The Government’s long-term plan for decarbonising the UK economy has been hailed as a world leader because it is the first to include national carbon budgets. It has gained credit too from its adoption of an ambitious 80% target for greenhouse gas emission cuts by 2050. What is not not so clear from the Government’s glossy 220-page booklet spelling out the strategy is that the manner in which it is proposed to achieve its goals casts it in a very different light.
UK greenhouse gas emissions (of which carbon is by far the most significant, accounting for about 70%) have declined by only about 1% a year since the 1990 baseline. That means that cuts of 3.2% per year are needed from now to meet the 80% reduction target by 2050. That’s a tall order, both in enormously improved technology and hugely changed behaviour, but it’s made all the more difficult by the Government (rightly) accepting under pressure that emissions from international aviation and shipping, which are very substantial, should be included. But the Government has a trick up its sleeve.
Its primary policy instrument for delivering the plan targets is the EU Emissions Trading Scheme (ETS) which requires energy-intensive industries to obtain permits for their emissions in a market. Crucially however the ETS allows these big polluters to buy emission credits as a substitute for cutting their own emissions. When they are bought from abroad, they count towards the UK targets.
What the Government is proposing is that 70% of UK emissions come from industrial sectors that are within the EU ETS, and that there should be no limit on the number of emission credits that are used to meet this target. Thus the only part of the UK target which will be achieved entirely by in-country reductions is the 30% that derives from non-ETS sectors. Even if some of the 70% ETS cuts are generated at home, it is likely that at least half of the UK target will be purchased from abroad, not earned at home.
This puts an entirely different complexion on the Government’s Low Carbon Transition plan. It explains why the Government is so relaxed about giving the go-ahead to the third runway at Heathrow and the tripling of airport capacity as well as to a series of new coal-fired power stations beginning at Kingsnorth in Kent without requiring prior installation of carbon capture and storage. Both of these developments will hugely increase UK greenhouse gas emissions, but respectively the airline industry and the big coal-burning generators like E.ON will simply buy whatever emission credits are necessary from abroad.
The other side of this deceitful calculation is that the developing world will be left with an additional and disproportionate burden. The G8 has taken on the original UK target of a 50% cut by 2050. Now 50% of world greenhouse gas production is some 14.6bn tonnes, so if the 35 rich industrialised countries (Annex 1 countries in the Kyoto jargon) reduce their greenhouse gas emissions by 80%, i.e. including the offsets they’ve purchased, that will pare back global emissions by 12bn tonnes.
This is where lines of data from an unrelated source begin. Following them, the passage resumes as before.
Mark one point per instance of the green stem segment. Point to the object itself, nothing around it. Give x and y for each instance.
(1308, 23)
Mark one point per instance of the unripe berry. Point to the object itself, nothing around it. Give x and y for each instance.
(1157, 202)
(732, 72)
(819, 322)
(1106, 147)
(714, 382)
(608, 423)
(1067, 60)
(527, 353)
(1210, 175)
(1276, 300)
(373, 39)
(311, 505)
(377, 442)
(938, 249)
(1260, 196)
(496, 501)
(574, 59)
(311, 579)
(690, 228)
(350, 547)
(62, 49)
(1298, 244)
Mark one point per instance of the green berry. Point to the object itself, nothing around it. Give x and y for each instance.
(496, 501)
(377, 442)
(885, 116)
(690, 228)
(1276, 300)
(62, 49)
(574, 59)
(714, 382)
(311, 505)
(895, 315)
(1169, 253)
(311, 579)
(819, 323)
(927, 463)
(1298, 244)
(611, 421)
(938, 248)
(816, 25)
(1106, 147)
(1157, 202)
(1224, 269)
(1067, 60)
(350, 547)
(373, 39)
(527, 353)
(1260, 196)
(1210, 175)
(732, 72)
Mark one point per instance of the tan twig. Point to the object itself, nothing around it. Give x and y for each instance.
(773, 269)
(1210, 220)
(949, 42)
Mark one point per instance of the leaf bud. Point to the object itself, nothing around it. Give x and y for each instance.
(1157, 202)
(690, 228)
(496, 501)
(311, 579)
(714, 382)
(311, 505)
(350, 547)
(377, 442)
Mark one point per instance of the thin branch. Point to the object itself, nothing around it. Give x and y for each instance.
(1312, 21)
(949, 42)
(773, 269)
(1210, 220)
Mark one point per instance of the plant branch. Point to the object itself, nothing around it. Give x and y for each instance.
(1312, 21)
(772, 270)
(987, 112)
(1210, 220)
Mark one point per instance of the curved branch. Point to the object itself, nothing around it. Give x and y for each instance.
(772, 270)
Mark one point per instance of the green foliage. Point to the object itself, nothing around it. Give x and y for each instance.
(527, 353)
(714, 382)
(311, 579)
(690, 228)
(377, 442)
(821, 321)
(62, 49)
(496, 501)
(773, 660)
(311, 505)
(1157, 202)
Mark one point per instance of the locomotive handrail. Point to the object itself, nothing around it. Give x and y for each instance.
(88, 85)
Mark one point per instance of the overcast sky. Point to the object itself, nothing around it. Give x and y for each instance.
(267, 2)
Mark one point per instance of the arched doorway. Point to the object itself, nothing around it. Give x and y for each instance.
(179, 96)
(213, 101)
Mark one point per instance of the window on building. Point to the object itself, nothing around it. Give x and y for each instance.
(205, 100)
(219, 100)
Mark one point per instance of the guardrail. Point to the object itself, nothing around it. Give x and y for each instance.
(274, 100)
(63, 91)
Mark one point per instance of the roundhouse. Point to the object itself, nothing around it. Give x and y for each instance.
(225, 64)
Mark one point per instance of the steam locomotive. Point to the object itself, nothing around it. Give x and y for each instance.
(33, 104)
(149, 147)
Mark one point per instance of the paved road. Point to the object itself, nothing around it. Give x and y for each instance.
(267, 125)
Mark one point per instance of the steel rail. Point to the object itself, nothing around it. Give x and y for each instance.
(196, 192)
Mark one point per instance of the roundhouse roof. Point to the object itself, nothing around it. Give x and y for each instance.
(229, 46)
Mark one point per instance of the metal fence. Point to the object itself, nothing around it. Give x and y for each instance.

That leaves other countries to make emission cuts amounting to the 2.6bn tonnes shortfall, over and above the offsets that they’ve sold. Their total obligation therefore rises to 8.6bn tonnes which amounts to no less than 60% of their present emissions.
The UK Low Carbon Transition plan thus turns out, rather ingloriously, to allow the rich countries – the originators of the whole climate destruction scenario in the first place – to cut their emissions only by some 40% while the developing coluntries, the victims, are required to cut by a massive 60%. It lets the worst polluters off the hook, it puts the developing countries in an impossible bind, and because the latter cannot possibly achieve what is now being offloaded on to them, it will open up a gigantic hole in the entire global project to arrest and reverse climate destruction.